The eighteen-year-old stood underneath the famous University of Texas tower. His high honors class tracing the history of ideas from Sumer in Mesopotamia to the Ivy League in present-day America had applied higher criticism to the Pentateuch and strongly presented that it was written long after the time of Moses. Four different authors had written their version of the Jewish Story and then an editor, maybe Jeremiah, had tried to stitch the four together in the 6thcentury.
This hypothesis called into question what he had learned in the home of a small-town pastor—a home that stressed the authority and inspiration of the Bible, beginning with the first five books, and the need for an authentic intimacy with Jesus based on the cross and the resurrection. His brilliant professor had challenged the idea that God had spoken through Moses to the children of Israel and to us. Mom and Dad were miles away, and anyway, he was now a man. He needed to decide for himself what his personal commitments would be.
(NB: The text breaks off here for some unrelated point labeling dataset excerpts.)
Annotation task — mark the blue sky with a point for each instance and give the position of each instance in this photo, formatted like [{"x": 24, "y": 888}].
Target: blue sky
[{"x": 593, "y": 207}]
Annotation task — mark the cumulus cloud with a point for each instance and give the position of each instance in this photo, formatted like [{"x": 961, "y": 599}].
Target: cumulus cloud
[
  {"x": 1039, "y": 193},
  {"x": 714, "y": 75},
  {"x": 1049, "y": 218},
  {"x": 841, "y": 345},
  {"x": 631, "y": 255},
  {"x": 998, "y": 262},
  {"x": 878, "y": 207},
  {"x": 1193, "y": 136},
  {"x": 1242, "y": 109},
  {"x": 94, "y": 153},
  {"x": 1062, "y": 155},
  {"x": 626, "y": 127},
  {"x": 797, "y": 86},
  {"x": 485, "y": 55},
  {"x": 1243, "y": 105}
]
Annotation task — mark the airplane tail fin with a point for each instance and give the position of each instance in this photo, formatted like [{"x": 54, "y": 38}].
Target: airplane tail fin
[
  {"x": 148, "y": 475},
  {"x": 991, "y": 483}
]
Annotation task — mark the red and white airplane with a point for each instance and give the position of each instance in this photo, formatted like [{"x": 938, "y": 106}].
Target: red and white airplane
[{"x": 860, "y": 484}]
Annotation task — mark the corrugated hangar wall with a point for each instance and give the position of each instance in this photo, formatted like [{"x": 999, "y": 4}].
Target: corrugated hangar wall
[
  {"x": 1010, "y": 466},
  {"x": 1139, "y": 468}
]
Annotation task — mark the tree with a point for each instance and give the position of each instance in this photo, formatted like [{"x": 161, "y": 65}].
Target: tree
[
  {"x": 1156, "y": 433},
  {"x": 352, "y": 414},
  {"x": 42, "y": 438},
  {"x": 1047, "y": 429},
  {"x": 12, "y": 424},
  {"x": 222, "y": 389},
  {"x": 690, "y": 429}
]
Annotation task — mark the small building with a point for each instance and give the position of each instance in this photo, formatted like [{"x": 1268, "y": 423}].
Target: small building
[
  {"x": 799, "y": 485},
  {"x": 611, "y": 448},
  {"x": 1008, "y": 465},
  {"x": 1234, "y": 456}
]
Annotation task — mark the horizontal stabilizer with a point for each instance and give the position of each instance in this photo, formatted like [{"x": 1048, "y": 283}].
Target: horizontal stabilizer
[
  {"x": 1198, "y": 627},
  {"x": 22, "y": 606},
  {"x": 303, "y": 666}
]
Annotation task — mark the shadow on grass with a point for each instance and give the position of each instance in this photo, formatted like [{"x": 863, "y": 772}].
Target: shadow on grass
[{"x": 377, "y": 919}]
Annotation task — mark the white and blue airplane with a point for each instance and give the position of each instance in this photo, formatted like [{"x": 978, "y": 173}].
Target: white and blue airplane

In 605 BC Daniel faced a similar choice. Nebuchadnezzar had besieged his home city, seized him and several of his friends, and deported them to Babylon. It looked like the God of Moses was impotent before this new king claiming to rule the world. Why not forget about Moses and his divine commandments. Why not eat the diet Nebuchadnezzar bountifully supplied and forget about the I Am who appeared to Moses at the burning bush? In his core beliefs what would he believe about God’s revelation through Moses?
“But Daniel set it upon his heart that he would not defile himself with the king’s provisions or the wine that he drank. So he requested from the chief of Nebuchadnezzar’s officials that he would not have to eat the prescribed diet.” Daniel 1:8
Babylonians ate pig, clearly unclean according to Leviticus 11:7, and their wine was often used as part of their worship of Marduk and Bel. The text doesn’t go into detail about these specifics, but it is clear that whatever was on Nebuchadnezzar’s menu, it would render the Jewish boys unclean and unable to worship their Lord.
It doesn’t tell us how Daniel was raised that led him to make this decision or what he read as a kid, although later in chapter nine he is diligently reading the prophet Jeremiah and discovered how long the Babylonian Captivity would last. At this point in the text it simply declares that deep inside Daniel at the core of his being he decided that even in Babylon he would remain true to the Lord God, the one who controlled history and life. The Book of Daniel is going to go on and tell us where Daniel’s decision led and whether or not it was worth it.
LORD, thanks that even under the most pressing pressures to reject you that you still have young people who resist and purpose in their heart not to reject you or your Word and not to defile themselves. Thanks that you’re still generating the fruit of your Spirit in the lives of students and use Truth Encounter to encourage them.